Taking up the challenge
I also want to be very clear about the limitations of the data at this stage. It is not just that it’s very early to be saying anything definitive. It’s also that these data do not yet allow Rising, or really any operator, to fully address two of the big challenges that have been posed by critics of PSL.
The first challenge is around cost. As the evaluators point out, different operators spent different amounts of money in Year 1, and all spent more money than would be typically made available in a government school. In the end, judgments about the success of PSL or individual operators within it will need to include some assessment not just of impact but of value for money. PSL can only be fully scaled if it can be shown to be effective and affordable. Rising was one of those operators whose unit costs were relatively high in Year 1. That’s because a big part of our costs is the people and the systems in our central team and with just 5 schools in year 1, we had few economies of scale. These costs should fall precipitously once they start to be shared over a much larger number of schools and students. But that’s a testable hypothesis on which the Ministry can hold us to account. In Year 2, we need to prove to them that we can deliver the same or better results at a significantly lower cost per student.
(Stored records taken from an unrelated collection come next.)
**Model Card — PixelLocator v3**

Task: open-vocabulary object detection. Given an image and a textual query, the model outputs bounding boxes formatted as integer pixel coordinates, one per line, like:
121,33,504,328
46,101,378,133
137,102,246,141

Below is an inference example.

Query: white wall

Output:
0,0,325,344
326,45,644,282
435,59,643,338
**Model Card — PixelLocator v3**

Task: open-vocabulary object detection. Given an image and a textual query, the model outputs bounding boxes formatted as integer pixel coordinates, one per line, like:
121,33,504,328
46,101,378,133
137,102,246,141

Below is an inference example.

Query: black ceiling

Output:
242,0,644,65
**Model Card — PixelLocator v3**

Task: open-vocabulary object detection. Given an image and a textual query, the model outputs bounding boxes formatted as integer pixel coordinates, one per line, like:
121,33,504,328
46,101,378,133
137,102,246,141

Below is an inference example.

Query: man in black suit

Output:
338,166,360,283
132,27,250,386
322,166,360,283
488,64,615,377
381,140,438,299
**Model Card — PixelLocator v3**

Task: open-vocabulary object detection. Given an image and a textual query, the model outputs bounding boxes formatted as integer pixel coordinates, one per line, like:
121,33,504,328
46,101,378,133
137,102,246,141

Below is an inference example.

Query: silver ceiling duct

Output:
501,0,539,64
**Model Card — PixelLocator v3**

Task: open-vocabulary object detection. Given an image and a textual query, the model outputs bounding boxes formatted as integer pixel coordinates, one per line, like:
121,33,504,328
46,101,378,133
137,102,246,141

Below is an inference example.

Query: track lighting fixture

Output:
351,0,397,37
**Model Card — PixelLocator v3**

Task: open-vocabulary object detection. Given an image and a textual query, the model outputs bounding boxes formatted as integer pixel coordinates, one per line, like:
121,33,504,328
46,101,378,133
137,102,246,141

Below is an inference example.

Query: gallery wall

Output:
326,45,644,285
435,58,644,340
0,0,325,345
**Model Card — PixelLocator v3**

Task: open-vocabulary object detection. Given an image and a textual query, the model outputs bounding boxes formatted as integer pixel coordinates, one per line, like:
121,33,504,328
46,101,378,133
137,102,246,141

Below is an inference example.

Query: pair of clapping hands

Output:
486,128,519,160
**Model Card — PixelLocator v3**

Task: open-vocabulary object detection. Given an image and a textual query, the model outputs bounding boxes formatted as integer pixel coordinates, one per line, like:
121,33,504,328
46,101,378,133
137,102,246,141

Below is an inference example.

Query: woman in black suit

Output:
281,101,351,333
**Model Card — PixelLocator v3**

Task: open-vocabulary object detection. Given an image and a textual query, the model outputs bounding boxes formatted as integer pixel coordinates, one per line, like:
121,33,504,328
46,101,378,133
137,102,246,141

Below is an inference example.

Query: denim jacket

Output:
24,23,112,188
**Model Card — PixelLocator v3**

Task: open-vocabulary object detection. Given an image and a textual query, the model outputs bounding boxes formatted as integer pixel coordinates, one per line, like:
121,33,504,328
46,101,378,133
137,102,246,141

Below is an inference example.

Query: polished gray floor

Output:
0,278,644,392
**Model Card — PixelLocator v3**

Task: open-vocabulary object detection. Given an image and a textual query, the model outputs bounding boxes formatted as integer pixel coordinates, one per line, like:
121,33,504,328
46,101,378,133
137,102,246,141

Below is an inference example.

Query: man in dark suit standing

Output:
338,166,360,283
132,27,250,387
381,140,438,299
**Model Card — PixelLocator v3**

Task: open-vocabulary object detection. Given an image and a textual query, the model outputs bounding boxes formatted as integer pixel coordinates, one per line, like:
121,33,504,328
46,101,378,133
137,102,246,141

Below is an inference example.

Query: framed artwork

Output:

The second challenge is around representativeness. One criticism that has been aired is that Year 1 schools were the low hanging fruit. As the evaluation makes clear, it is simply not true that Year 1 schools were somehow cushy, but it is true that Year 1 schools were generally in easier to serve, somewhat less disadvantaged communities than the median Liberian school. And that’s precisely why the Ministry of Education insisted that the schools we and other operators will be serving in Year 2 be disproportionately located in the South East of Liberia, where those concerns about unrepresentativeness do not apply. If we can continue to perform well in these more challenging contexts, it will go some way to answering the question of whether PSL can genuinely become part of the solution for the whole of Liberia.
In short, the RCT midline provides a welcome confirmation of what our own data were telling us about the positive impact we are having. Our task for the coming academic year is to show that we can sustain and deepen that impact, in more challenging contexts, and more cost effectively. A big task, but one that we are hugely excited and honoured to be taking on.
A little over a year ago, Education Minister George Werner showed a great deal of political courage not just in launching this programme but in insisting that it be the subject of a ‘gold standard’ experimental evaluation. One year on, and these results show that his vision and conviction is beginning to pay dividends. This report is not the final word on PSL, but the next chapter promises to be even more exciting.
* Footnote: as the evaluators note in their report, the process of randomly assigning schools in summer 2016 was complex, made even more challenging by the huge number of moving pieces for both operators and the Government of Liberia as both endeavoured to meet incredibly tight timescales for opening schools on September 5th. Provisional school allocations changed several times; by August 14th, three weeks before school opening, we still did not know the identity of our fifth school and it was proving very difficult to find a pair of schools near enough to our other schools to be logistically viable. Faced with the choice of dragging the process out any longer and potentially imperilling operational performance or opting to run a fifth school that was not randomly assigned, we agreed with the Ministry on the latter course of action.